Adventurer Kings
- Publishers: Ark Royal Games, Roland Danard
- Years active: ~1990 to current
- Genres: Role-playing, medieval fantasy
- Languages: English
- Players: 8–12
- Playing time: Fixed
- Materials required: Instructions, order sheets, turn results, paper, pencil
- Media type: Play-by-mail or email
- Website: https://epistoludisme.com/en/ak/index.php

= Adventurer Kings =

Play-by-mail role-playing game

Adventurer Kings is a closed-end, computer-moderated, play-by-mail game. It was originally published by Ark Royal Games. Today it is published by Roland Danard.

The game is set in a medieval fantasy context with a map comprising 162 provinces. Players begin roleplaying as a king with a few resources to begin expansion by conquest. Characters are central to the game with various races, attributes, and alignments available. Magic and diplomacy are also part of the gameplay. Games last about 10–15 turns of one year each. Players with the greatest number of victory points win the game.

==History and development==
Adventurer Kings was initially published by Ark Royal Games. The game is computer moderated. It is close-ended. As of 2022, Roland Danard publishes the game.

==Gameplay==
Adventurer Kings is set in a medieval context.
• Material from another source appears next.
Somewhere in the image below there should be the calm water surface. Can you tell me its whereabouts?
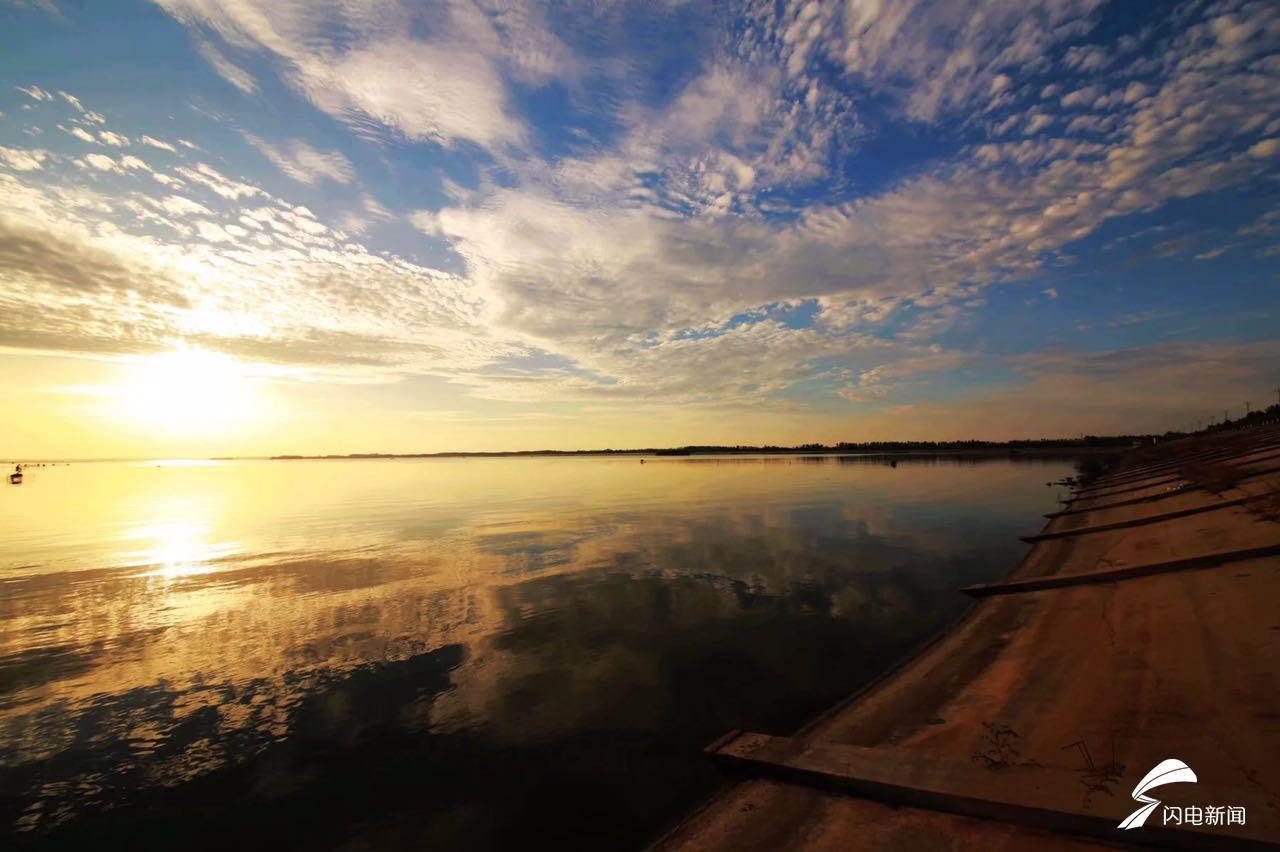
[0,458,1070,849]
The game map comprises 162 provinces. Games have 8–12 players with "Super" games having 25–40 players.

Players play the role of a minor king of a province with a few armies and some gold with the goal of expansion. Each annual turn allows players to conduct about a dozen and a half orders for characters and armies from spying, exploring, and recruiting or disbanding armies. Characters are central to the game and have various attributes and alignments. Player characters must be an Elf, Dwarf, Orc or Human while non-player character races of dragons and others are encountered in the game.
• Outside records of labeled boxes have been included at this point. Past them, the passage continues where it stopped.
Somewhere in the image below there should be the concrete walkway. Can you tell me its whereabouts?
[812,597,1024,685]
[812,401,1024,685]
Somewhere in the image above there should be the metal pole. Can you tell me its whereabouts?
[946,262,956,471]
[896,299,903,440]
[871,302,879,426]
Magic plays a part in the game, with various magic items available and specific characters able to cast spells. Diplomacy is also part of gameplay, with all relationships beginning as neutral and players deciding how to progress as the game develops.

Games last 10–15 turns. The player with the greatest number of victory points at the game's conclusion is the winner. Games end if (1) a player—who becomes World Emperor—"controls 55% of the world tax base" or (2) more than two players control the same percentage and call for an election.

==Reception==
James Morgan reviewed the game in the July–August 1990 issue of Paper Mayhem, stating, "I recommend the game Adventurer Kings to all Fantasy game players." Adam Spatz provided a positive review in the March–April 1991 issue of Paper Mayhem, stating, "This is an excellent game with a great moderator and fast turnaround," while noting that others felt similarly, pointing to high ratings in Paper Mayhem.

Stewart Wieck reviewed Adventurer Kings in White Wolf #27 (June/July, 1991), rating it a 4 out of 5 and stated that "AK is a very sound, well-moderated game. There are elements of the game that are very intriguing, and computer-users may be happy to use the support program Ark Royal makes available, but the game lacks just enough zip to keep it from rating as a 5. Due to the scope of the game, five orders per character per turn is sometimes just not enough. However, AK is ranked highly in the polls of the major PBM magazines and is very deserving of a good look, or even a three turn sample game."